At the same time, the recycling industry has started to grow because of new initiatives, community organizations and private companies. But the majority collect or purchase plastic waste from collectors, primarily with a view to export, rather than recycle or reuse locally.
3D printing is an additive manufacturing process that applies layers of materials (typically plastic) to develop an object that is made up of thinly sliced horizontal layers. The design of the object is made in a computer-aided design program using a 3D modeling, then is inputted into the 3D printer.
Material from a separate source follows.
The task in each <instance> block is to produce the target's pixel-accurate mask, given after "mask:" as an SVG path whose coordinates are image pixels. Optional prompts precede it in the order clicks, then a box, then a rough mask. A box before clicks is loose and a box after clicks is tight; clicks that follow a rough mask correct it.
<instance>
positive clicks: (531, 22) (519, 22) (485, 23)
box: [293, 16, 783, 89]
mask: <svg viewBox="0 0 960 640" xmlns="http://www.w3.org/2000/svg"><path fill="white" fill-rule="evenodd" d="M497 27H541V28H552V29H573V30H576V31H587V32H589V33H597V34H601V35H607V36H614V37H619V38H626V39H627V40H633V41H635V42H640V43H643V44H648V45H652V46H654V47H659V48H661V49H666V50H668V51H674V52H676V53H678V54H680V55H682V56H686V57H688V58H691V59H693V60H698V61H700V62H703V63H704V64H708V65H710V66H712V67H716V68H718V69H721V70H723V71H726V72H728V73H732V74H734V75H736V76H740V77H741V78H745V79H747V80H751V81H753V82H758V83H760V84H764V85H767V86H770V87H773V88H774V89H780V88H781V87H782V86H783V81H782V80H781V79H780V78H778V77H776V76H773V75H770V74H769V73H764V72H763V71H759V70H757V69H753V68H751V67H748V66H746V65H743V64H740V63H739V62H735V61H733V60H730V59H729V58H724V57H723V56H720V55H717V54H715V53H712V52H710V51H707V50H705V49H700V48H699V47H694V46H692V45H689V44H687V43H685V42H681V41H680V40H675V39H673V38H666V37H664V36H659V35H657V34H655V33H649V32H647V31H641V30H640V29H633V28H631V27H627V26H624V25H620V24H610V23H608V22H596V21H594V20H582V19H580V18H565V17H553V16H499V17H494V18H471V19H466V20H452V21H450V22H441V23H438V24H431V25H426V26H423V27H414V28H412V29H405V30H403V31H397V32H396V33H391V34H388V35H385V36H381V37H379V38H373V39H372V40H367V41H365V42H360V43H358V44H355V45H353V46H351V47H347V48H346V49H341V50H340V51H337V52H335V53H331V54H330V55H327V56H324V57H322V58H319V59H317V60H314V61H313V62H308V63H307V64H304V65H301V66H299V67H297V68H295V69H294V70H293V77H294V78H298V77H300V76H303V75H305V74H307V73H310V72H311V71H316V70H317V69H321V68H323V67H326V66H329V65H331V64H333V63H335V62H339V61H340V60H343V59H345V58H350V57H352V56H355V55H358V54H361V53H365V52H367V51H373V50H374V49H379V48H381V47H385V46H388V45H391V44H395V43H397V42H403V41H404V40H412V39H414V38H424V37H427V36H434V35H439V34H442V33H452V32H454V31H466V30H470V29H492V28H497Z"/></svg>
3D printers can be found in schools and other training institutions, digital fabrication and maker spaces, small research and development (R&D) labs…or even one’s home. Maker spaces or digital fabrication laboratories are surfacing – small-scale workshops that offer digital fabrication services to the tinkerers, creative problem solvers, entrepreneurs or anyone who wishes to apply and build on their technical skills.
Predictions suggest that 3D printing filament market will reach $1.052 million by 2019. Currently in Tanzania, the cost of one kilogram (kg) of filament can rise to as much as $60 or even $80, including fees for shipping from China. This creates a barrier for the burgeoning local communities interested in 3D printing to access the necessary supplies.
Instead, filament can be sourced directly from waste picker groups in developing countries. Initiatives popping up around the world are already taking advantage of this opportunity, such as one pilot study in India to develop ethical 3D printer filament made out of HDPE plastic. This filament can also be used for 3D printing prototypes or products themselves depending on their complexity and design.
ReFab Dar tests the opportunity to shift PET plastic waste to value through collaboration across the recycling industry, local innovators and entrepreneurs, makers and tinkerers, leveraging 3D printers and new, low-cost PET extruder technology. The initiative will assess the feasibility and the market opportunity to turn PET plastic waste into 3D printer filament that can be sold locally or globally, and to then print unique, locally appropriate and marketable products, which could be then traded and sold by young entrepreneurs back to their communities.
Through the practical application of 3D printing in the context of plastic waste, the initiative also aims contribute to the broader movement on turning waste to value, as well as to the development of local maker and digital fabrication communities.